“Where are all the Stoic women? Surely this is not a philosophy only for and by men.”
It is a common and reasonable criticism of this philosophy, one that Daily Stoic seeks to understand and ameliorate whenever possible.
Recently, we had the opportunity to interview Lauryn Evarts Bosstick, a wellness influencer who reaches millions of people—mostly adoring young women—through her blog, social media, and podcast. Lauryn is a vocal advocate of Stoicism, so we asked her about why the philosophy can seem so male-centric and and what might be done about it:
I WANT TO CHANGE THIS. It’s so interesting to me how it’s seen as a male dominated philosophy. It has nothing to do with gender, it has to do with just being a better person and being the best version of yourself. My brand ‘The Skinny Confidential’ is all about being the best version of you. It’s not about being someone else, it’s about taking what you have and creating your own strategic future. Anyone can benefit from stoicism because it teaches invaluable lessons like perseverance, serenity, and resilience.

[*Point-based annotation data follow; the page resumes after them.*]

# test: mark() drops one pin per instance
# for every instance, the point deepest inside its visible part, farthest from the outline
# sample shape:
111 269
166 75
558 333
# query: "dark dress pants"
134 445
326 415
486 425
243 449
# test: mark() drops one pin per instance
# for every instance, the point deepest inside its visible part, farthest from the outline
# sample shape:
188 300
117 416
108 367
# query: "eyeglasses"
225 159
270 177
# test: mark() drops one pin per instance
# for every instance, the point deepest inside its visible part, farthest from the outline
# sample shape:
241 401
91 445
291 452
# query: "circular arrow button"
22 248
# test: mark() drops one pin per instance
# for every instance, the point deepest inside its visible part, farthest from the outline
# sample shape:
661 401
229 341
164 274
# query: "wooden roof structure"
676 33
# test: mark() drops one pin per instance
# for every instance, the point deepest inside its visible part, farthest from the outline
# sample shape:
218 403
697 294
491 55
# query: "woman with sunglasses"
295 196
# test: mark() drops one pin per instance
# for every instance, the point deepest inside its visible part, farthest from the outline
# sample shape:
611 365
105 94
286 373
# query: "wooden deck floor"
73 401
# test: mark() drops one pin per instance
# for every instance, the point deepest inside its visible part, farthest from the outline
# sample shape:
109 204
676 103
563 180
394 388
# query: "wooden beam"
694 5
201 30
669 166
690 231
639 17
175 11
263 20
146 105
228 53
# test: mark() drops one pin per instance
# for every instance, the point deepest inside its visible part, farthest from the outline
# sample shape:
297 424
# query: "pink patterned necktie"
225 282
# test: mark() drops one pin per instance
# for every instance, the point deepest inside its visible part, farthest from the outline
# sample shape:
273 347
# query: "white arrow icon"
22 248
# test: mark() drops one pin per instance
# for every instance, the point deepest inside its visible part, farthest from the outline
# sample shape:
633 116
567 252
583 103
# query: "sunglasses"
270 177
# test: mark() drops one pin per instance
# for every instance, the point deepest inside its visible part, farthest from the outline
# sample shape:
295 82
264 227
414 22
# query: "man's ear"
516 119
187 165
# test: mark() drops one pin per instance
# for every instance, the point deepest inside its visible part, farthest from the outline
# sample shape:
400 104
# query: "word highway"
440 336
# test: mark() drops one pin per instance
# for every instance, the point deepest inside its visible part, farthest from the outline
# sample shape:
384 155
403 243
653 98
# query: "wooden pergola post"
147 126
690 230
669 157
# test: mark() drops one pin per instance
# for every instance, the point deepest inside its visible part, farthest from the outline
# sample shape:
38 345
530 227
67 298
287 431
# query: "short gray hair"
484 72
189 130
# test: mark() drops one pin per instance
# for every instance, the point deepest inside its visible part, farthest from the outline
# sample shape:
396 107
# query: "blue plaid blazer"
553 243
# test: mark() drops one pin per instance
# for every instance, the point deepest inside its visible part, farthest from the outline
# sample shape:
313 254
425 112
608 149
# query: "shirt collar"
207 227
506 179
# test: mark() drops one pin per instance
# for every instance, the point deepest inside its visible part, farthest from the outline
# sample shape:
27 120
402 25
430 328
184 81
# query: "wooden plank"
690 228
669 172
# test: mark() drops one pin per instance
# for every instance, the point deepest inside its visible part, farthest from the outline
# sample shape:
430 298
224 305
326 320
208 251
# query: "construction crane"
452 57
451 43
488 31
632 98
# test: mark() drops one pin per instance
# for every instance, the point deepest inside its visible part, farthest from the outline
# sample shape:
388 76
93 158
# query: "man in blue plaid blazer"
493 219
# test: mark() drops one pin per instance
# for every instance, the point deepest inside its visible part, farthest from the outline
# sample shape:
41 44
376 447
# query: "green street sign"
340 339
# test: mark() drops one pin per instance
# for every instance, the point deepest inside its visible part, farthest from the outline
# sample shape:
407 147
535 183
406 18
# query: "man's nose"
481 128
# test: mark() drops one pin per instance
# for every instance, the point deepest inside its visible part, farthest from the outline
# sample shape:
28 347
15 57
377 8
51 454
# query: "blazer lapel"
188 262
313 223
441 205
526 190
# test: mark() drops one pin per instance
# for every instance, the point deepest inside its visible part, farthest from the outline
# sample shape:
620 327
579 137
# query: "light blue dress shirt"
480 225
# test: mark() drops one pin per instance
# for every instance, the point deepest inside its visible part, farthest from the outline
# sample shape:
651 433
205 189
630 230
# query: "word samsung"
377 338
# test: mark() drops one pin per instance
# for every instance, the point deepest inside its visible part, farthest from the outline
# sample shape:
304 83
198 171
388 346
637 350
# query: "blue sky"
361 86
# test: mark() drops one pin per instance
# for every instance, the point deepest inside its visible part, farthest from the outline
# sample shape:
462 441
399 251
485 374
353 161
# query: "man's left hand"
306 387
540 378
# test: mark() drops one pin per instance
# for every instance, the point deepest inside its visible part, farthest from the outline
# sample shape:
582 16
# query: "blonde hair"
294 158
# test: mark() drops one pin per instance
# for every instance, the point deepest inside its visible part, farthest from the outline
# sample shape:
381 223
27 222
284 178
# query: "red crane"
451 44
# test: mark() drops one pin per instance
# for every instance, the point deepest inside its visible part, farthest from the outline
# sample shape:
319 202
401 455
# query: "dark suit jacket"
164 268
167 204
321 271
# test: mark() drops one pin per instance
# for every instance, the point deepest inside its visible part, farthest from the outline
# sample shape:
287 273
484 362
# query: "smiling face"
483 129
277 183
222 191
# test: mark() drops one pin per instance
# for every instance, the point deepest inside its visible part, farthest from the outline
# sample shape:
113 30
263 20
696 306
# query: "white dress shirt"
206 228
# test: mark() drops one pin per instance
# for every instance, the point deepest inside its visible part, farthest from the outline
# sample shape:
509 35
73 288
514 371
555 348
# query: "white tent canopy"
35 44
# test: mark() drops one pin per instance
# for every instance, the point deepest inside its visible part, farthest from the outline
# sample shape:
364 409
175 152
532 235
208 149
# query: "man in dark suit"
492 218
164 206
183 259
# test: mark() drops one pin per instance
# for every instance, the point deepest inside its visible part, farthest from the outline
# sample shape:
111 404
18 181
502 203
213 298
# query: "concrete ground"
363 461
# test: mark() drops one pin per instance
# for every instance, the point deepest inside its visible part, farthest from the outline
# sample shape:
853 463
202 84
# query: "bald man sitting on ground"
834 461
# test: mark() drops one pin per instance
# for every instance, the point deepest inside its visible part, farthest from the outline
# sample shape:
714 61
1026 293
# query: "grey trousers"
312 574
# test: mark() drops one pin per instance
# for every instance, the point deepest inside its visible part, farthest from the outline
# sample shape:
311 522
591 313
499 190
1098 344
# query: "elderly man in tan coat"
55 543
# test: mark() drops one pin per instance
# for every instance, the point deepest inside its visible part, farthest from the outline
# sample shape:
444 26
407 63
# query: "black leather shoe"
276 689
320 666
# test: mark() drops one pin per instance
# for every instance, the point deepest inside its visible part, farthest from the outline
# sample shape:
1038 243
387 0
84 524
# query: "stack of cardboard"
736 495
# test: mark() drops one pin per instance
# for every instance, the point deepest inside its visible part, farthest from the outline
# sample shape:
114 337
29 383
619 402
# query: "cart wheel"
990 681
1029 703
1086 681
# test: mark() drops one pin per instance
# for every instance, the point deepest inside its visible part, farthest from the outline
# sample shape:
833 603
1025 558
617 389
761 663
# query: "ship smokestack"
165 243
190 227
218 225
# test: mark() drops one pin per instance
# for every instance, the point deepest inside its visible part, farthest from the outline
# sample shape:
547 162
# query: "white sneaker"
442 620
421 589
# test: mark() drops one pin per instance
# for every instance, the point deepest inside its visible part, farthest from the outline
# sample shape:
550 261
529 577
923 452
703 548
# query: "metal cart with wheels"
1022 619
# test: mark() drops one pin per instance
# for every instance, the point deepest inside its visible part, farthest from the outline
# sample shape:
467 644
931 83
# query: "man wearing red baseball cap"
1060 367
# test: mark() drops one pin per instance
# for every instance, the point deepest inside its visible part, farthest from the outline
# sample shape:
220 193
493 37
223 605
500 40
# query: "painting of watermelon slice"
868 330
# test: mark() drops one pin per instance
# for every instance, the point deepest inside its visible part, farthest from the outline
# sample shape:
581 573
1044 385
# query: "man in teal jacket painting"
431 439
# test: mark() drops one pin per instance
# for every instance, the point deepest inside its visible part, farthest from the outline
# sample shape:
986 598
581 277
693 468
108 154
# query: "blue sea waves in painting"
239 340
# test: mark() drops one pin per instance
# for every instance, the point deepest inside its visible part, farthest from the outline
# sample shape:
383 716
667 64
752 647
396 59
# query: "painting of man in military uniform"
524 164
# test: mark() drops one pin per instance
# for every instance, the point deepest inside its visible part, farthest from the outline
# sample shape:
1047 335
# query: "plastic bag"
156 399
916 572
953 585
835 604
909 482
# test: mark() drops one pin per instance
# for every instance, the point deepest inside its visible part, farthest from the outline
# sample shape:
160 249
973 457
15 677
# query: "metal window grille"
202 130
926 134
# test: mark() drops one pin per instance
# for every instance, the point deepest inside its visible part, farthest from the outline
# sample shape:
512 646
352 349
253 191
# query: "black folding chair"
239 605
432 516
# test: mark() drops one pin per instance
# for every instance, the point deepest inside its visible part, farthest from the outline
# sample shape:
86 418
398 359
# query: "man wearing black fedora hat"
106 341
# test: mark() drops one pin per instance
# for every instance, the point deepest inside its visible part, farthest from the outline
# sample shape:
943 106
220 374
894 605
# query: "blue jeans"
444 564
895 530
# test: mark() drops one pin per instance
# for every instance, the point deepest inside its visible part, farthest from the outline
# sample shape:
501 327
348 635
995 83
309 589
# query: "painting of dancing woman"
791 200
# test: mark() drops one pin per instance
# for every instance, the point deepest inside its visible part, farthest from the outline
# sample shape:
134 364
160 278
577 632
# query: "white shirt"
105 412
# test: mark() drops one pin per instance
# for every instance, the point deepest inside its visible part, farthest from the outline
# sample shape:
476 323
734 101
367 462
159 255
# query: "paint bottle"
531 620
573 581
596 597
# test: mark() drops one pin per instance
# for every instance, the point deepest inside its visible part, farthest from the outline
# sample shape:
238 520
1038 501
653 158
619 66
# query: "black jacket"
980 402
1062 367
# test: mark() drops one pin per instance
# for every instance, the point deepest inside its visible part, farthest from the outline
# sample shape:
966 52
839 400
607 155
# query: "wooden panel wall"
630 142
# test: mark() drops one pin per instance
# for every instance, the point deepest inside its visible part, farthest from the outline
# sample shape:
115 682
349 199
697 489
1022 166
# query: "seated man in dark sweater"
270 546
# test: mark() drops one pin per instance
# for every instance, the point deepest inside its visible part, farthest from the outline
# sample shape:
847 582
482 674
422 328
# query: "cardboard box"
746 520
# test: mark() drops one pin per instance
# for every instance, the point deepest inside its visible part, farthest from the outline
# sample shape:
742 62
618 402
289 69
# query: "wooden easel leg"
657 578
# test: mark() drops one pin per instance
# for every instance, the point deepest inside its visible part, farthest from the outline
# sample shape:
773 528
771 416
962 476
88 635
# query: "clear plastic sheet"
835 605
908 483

The Stoics believed that philosophy transcended any individual human being or society. It’s not rooted in any one gender, but in the universal principles of life, the human experience.
Musonius Rufus—Epictetus’s teacher—was one of the pioneers of gender equality, at least in philosophy. “It is not men alone who possess eagerness and a natural inclination towards virtue,” he said, “but women also. Women are pleased no less than men by noble and just deeds, and reject the opposite of such actions. Since that is so, why is it appropriate for men to seek out and examine how they might live well, that is, to practise philosophy, but not women?”
Stoicism isn’t male or female. It’s human. It’s for anyone trying to get better. It’s for all of us—since everyone needs more perseverance, serenity and resilience. It’s even for you.